On those facts petitioner now moves “for an order authorizing, permitting and directing David I. Shivitz, Receiver, to pay the sum of Three Thousand Ninety-Six ($3,096.00) Dollars, together with interest thereon from the 24th day of September, 1956 to Evelyn R. Armstrong.”
The receiver opposes granting the relief sought claiming that since the amendment of § 60, sub. e, of the Bankruptcy Act, 11 U.S.C.A. § 96 sub. e, the prior cases which support the petitioner’s position no longer apply. The simple answer to that argument is that this is a suit brought by the Securities and Exchange Commission pursuant to § 21 (e) of the Securities Exchange Act of 1934, 15 U.S.C.A. § 78u(e), in which a consent judgment of restraint was entered wherein the receiver was appointed.
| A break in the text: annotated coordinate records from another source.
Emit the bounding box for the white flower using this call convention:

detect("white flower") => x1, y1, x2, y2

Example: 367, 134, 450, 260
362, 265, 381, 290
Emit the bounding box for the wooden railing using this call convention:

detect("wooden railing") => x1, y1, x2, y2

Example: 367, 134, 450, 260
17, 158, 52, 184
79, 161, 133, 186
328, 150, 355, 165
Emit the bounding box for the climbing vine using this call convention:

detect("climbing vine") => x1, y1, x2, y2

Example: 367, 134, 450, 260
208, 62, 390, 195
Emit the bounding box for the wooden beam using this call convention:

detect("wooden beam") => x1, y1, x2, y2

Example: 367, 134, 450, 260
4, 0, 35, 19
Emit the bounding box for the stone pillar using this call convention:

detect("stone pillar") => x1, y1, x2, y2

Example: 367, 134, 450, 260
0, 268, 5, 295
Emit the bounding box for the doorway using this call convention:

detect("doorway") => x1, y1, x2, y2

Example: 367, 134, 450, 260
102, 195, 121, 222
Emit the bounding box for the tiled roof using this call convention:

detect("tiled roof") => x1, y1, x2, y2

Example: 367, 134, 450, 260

Hence the Bankruptcy Act is inapplicable.
The cases which the receiver seeks to elude, while they arose as a result of brokers’ insolvency, hold that “a customer may reclaim money which he has paid to his broker for the purchase of securities where the securities have not actually been purchased, provided the money can be traced. This doctrine is based on the right of the customer to rescind where his order has not been executed.” 1
Except in so far as interest2 on the money is sought, the petition is granted.
It is so ordered.
. 1 Meyer, Stock Brokers and Stock Exchanges 664; In re Ruskay, 2 Cir., 1925, 5 F.2d 143; In re Shapiro, 2 Cir., 1924, 298 F. 1021; In re Bolognesi & Co., 2 Cir., 1918, 254 F. 770; In re Brown, 2 Cir., 1910, 185 F. 766; In re Schmidt & Co., D.C.S.D.N.Y.1923, 298 F. 314; In re Brown & Co., D.C.S.D.N.Y.1911, 189 F. 440.
. Vanston Bondholders Protective Committee v. Green, 1946, 329 U.S. 156, 163-167, 67 S.Ct. 237, 91 L.Ed. 162; 75 C.J.S., Receivers, § 270.